Enciclopédia de instrumentos musicais do mundo

Accordion (em inglês),  acordeão em português, termo derivado do alemão “accordium”, é um aerofone de palheta livre que se distingue pela presença de um fole e de um sistema de teclas ou botões. Criado no século XIX através da colaboração de diversos fabricantes na França, Alemanha (onde a marca “Hohner” se destacou) e Itália, o acordeão rapidamente se popularizou em todo o mundo devido à sua versatilidade e capacidade de produzir melodias e harmonias complexas.

O funcionamento do acordeão baseia-se na ação do fole, que é expandido e contraído pelos movimentos dos braços do acordeonista. Este movimento força o ar a passar através de palhetas de metal, localizadas dentro do instrumento, fazendo-as vibrar e produzir som. A direção do movimento do fole (abertura ou fecho) pode, em alguns tipos de acordeão, influenciar o timbre ou até mesmo a nota produzida.

Existem dois tipos principais de acordeão: o diatónico e o cromático. O acordeão cromático, mencionado na descrição, apresenta um teclado no lado direito, que pode ser composto por teclas (semelhante a um piano) ou botões dispostos em várias filas. Este teclado permite ao músico tocar todas as notas da escala cromática. No lado esquerdo, encontram-se os botões de “baixos”, que produzem notas de baixo fundamentais e acordes predefinidos, facilitando o acompanhamento harmónico.

A notação musical para acordeão utiliza as claves de sol (para a mão direita, responsável pela melodia) e de fá (para a mão esquerda, responsável pelos baixos e acordes). A combinação da ação coordenada das mãos e dos braços do acordeonista permite a execução de uma vasta gama de estilos musicais, desde a música folclórica até ao jazz e à música clássica, tornando o acordeão um instrumento incrivelmente expressivo e multifacetado.

Accordion

Accordion

Alboka, derivado do árabe “al-buq” (trombeta ou buzina), é um instrumento de sopro tradicional do País Basco, na Espanha, frequentemente descrito como uma espécie de clarinete popular. Este aerofone singular destaca-se pela sua construção peculiar e pela sua sonoridade característica, profundamente enraizada na música folclórica da região.

A estrutura do Alboka consiste num tubo de madeira, geralmente de freixo ou outra madeira local, que serve como corpo principal do instrumento. Nas extremidades deste tubo, são fixadas duas peças de corno de animal. A peça de corno maior, localizada na extremidade distal, funciona como uma campânula, amplificando e direcionando o som produzido. A peça de corno menor, na extremidade proximal (onde o músico sopra), contém uma palheta simples, geralmente feita de cana.

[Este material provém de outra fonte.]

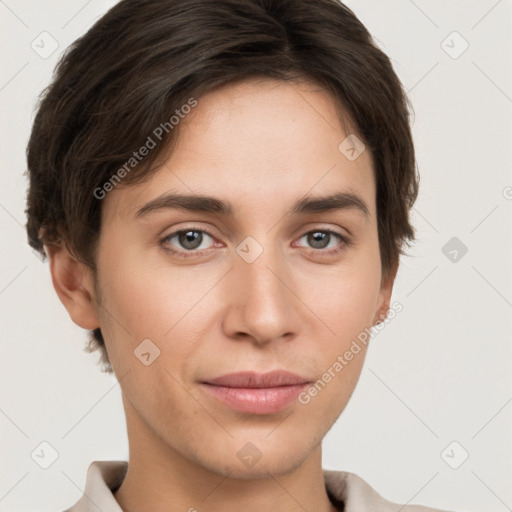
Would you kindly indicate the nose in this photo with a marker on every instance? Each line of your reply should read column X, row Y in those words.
column 263, row 306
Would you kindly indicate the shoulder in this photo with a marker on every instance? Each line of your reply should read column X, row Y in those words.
column 359, row 496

O músico sopra através da extremidade com a palheta, fazendo-a vibrar e gerar o som que é então modulado pelos orifícios laterais presentes no tubo de madeira. O número de orifícios pode variar ligeiramente, mas geralmente permite a execução da escala diatónica e de algumas notas cromáticas através de técnicas de dedilhado específicas. A combinação do tubo de madeira com as extremidades de corno confere ao Alboka um timbre único, frequentemente descrito como nasal, penetrante e com uma certa rusticidade que o distingue de outros clarinetes.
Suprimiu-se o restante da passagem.